For instance, the inputs could be two fragments with very different sizes, in which case the random noise will be sampled very close to the larger fragment.

We currently also support sampling in the pocket center (`--center pocket`) but in some cases neither of these two options might be suitable and a problem-specific solution is warranted to avoid bad results.  

Another important parameter is `--add_n_nodes` which determines how many new atoms will be added. If it is not provided, a random number will be sampled.

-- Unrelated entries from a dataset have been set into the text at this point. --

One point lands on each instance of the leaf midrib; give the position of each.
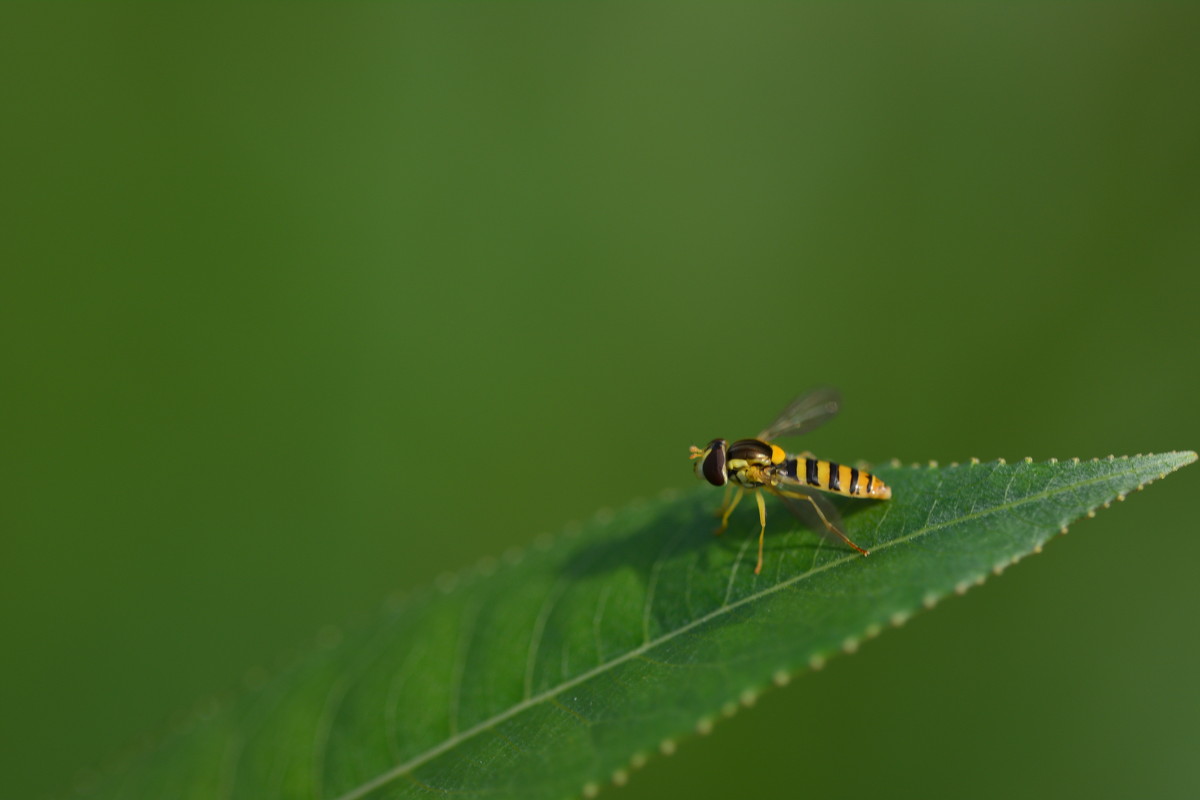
(599, 669)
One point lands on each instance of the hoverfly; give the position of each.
(750, 464)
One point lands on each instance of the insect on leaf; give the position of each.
(546, 674)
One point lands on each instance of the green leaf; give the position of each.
(552, 672)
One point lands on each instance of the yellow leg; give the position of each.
(762, 531)
(816, 506)
(726, 510)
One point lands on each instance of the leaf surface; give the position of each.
(551, 672)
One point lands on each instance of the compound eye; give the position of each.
(713, 467)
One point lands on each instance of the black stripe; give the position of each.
(790, 469)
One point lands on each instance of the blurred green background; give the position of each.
(305, 306)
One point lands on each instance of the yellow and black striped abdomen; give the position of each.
(839, 479)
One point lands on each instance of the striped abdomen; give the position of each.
(828, 476)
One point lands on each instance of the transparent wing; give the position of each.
(805, 413)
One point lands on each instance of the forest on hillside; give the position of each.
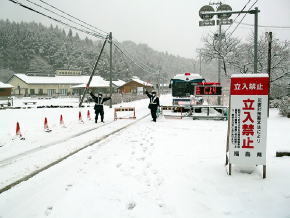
(34, 47)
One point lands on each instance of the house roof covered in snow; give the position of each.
(119, 83)
(4, 85)
(136, 79)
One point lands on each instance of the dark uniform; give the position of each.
(99, 108)
(153, 105)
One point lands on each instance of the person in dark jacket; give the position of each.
(154, 104)
(99, 108)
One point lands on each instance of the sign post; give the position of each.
(247, 130)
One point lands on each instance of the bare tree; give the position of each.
(225, 51)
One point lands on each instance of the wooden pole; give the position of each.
(92, 74)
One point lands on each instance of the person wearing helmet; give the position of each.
(154, 104)
(99, 105)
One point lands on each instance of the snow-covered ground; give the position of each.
(172, 168)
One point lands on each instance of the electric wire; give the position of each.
(73, 16)
(242, 19)
(55, 19)
(141, 65)
(64, 17)
(266, 26)
(128, 54)
(238, 15)
(132, 60)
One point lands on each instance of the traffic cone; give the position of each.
(80, 118)
(46, 128)
(61, 122)
(18, 132)
(89, 115)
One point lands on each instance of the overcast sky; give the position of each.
(165, 25)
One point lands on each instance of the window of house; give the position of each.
(63, 91)
(51, 92)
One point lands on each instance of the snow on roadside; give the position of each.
(172, 168)
(21, 157)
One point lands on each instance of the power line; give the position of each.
(242, 19)
(52, 18)
(93, 33)
(131, 59)
(73, 16)
(144, 65)
(238, 15)
(274, 26)
(64, 17)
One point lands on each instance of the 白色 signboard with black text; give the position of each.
(248, 119)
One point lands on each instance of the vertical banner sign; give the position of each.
(248, 119)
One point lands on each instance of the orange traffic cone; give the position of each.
(89, 115)
(18, 132)
(46, 128)
(80, 118)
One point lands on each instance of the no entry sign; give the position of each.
(248, 119)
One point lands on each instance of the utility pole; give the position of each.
(219, 38)
(92, 74)
(256, 41)
(219, 60)
(269, 38)
(199, 62)
(111, 63)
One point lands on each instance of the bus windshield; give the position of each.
(184, 88)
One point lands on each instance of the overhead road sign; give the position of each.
(224, 21)
(207, 23)
(222, 8)
(206, 8)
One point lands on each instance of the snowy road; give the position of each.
(172, 168)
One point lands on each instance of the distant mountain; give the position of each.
(35, 47)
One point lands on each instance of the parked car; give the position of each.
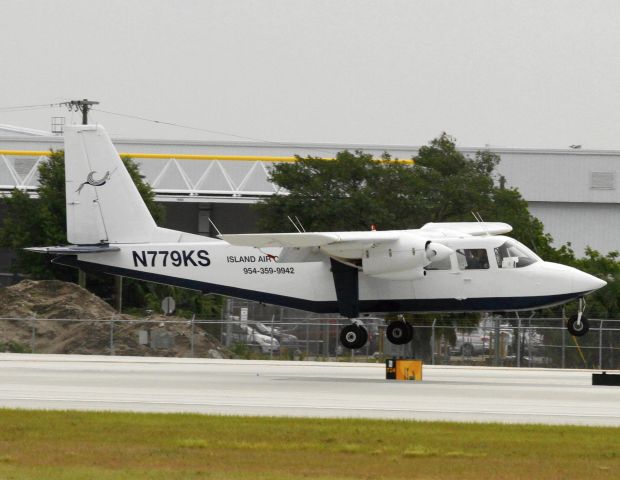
(285, 339)
(249, 336)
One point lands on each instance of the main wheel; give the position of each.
(353, 337)
(578, 329)
(399, 332)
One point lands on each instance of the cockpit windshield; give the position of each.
(512, 254)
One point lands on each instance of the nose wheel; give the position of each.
(399, 332)
(578, 324)
(353, 336)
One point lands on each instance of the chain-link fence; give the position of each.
(250, 330)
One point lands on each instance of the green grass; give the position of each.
(78, 445)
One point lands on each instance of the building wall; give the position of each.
(573, 192)
(582, 224)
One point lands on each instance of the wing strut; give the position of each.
(347, 288)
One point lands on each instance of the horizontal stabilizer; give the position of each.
(73, 249)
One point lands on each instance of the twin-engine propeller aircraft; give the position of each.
(441, 267)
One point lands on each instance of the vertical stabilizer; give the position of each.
(103, 204)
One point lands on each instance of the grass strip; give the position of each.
(105, 445)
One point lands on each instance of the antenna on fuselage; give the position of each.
(300, 225)
(219, 234)
(479, 219)
(299, 230)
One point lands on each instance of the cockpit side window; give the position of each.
(472, 259)
(512, 255)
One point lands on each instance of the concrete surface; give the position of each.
(308, 389)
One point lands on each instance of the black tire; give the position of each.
(353, 337)
(575, 329)
(467, 350)
(399, 332)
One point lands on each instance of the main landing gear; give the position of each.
(578, 324)
(399, 332)
(354, 336)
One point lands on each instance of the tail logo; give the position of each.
(91, 180)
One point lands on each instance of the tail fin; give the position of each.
(103, 204)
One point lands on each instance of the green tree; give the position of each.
(355, 191)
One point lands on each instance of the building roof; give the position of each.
(13, 131)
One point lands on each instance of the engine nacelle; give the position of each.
(403, 259)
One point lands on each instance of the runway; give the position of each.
(304, 389)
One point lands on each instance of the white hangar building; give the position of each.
(573, 192)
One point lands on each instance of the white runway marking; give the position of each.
(308, 389)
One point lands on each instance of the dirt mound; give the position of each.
(52, 299)
(51, 316)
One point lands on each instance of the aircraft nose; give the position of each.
(584, 282)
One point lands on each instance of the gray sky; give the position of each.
(504, 73)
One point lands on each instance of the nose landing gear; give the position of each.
(578, 324)
(399, 332)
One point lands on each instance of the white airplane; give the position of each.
(441, 267)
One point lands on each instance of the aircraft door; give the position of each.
(473, 269)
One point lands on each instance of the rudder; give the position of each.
(103, 203)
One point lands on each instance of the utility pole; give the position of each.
(83, 106)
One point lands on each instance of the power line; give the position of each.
(17, 108)
(189, 127)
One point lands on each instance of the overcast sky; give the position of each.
(489, 72)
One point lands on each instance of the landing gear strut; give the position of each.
(578, 324)
(399, 332)
(353, 336)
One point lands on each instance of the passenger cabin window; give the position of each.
(443, 264)
(512, 255)
(472, 259)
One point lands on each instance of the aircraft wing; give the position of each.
(469, 228)
(311, 239)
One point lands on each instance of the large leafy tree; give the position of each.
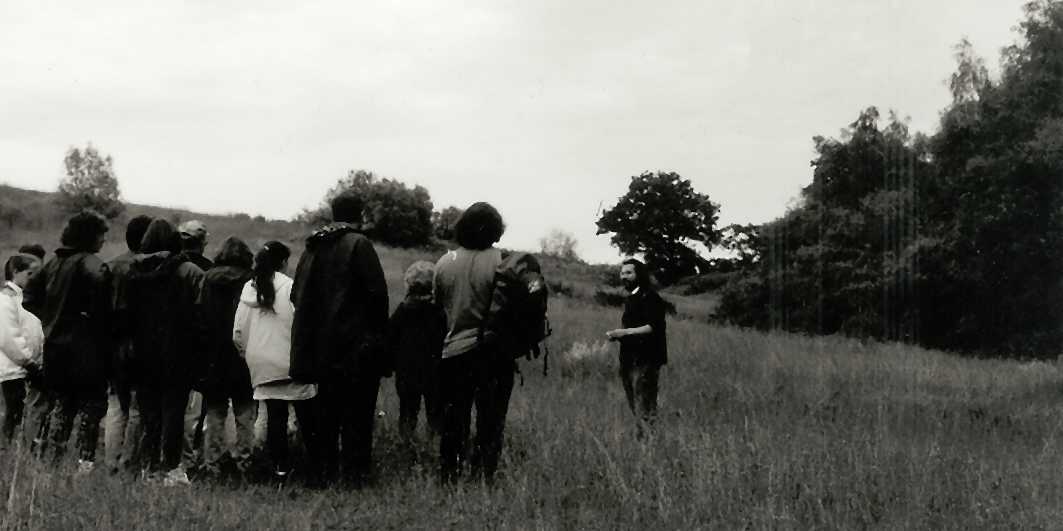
(659, 217)
(89, 183)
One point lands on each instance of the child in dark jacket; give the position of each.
(416, 335)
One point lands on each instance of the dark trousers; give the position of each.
(640, 380)
(410, 391)
(14, 405)
(346, 413)
(485, 379)
(163, 415)
(91, 404)
(276, 432)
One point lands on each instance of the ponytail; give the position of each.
(268, 261)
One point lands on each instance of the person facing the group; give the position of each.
(416, 333)
(472, 371)
(341, 312)
(72, 296)
(121, 428)
(643, 346)
(262, 331)
(225, 377)
(21, 340)
(167, 341)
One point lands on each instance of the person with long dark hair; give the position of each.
(121, 428)
(337, 336)
(472, 371)
(225, 378)
(643, 344)
(167, 336)
(72, 296)
(262, 330)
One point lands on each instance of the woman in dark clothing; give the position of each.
(71, 296)
(226, 377)
(167, 340)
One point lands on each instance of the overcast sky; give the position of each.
(543, 108)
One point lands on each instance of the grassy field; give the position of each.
(757, 431)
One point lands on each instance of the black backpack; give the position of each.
(517, 319)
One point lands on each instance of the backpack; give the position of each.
(517, 319)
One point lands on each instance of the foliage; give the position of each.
(954, 241)
(560, 244)
(89, 183)
(393, 212)
(443, 221)
(659, 217)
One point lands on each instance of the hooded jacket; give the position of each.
(72, 297)
(225, 372)
(166, 323)
(341, 308)
(265, 336)
(21, 337)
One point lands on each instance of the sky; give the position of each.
(545, 109)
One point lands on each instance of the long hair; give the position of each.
(234, 252)
(135, 229)
(18, 263)
(268, 261)
(478, 227)
(82, 230)
(161, 236)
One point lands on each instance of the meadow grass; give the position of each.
(756, 431)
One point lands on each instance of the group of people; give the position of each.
(167, 344)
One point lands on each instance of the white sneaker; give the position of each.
(84, 467)
(176, 477)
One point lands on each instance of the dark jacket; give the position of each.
(225, 372)
(167, 326)
(416, 333)
(646, 307)
(341, 307)
(72, 297)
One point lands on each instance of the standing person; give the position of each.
(225, 378)
(643, 344)
(341, 313)
(193, 237)
(167, 338)
(263, 332)
(21, 340)
(472, 370)
(72, 297)
(121, 428)
(416, 333)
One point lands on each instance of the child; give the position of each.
(416, 333)
(21, 340)
(263, 335)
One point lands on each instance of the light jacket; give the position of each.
(264, 337)
(21, 337)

### Molecular optimization

You can use DiffSBDD to optimize existing molecules for given properties via the `optimize.py` script.

```bash 

python optimize.py --checkpoint checkpoints/crossdocked_fullatom_cond.ckpt --pdbfile example/5ndu.pdb --outfile output.sdf --ref_ligand example/5ndu_C_8V2.sdf --objective sa --population_size 100 --evolution_steps 10 --top_k 10 --timesteps 100

```

Important parameters in the evolutionary algorithum are:

- `--checkpoint`: The checkpoint to use for the noising-denoising model.

- `--objective`: The optimization objective. Currently supports 'qed' for Quantitative Estimate of Drug-likeness and 'sa' for Synthetic Accessibility. Custom objectives can be implemented within the code.

- `--population_size`: The size of the molecule population to maintain across the optimization generations.

- `--evolution_steps`: The number of evolutionary steps (generations) to perform during the optimization process.

- `--top_k`: The number of top-scoring molecules to select from one generation to the next.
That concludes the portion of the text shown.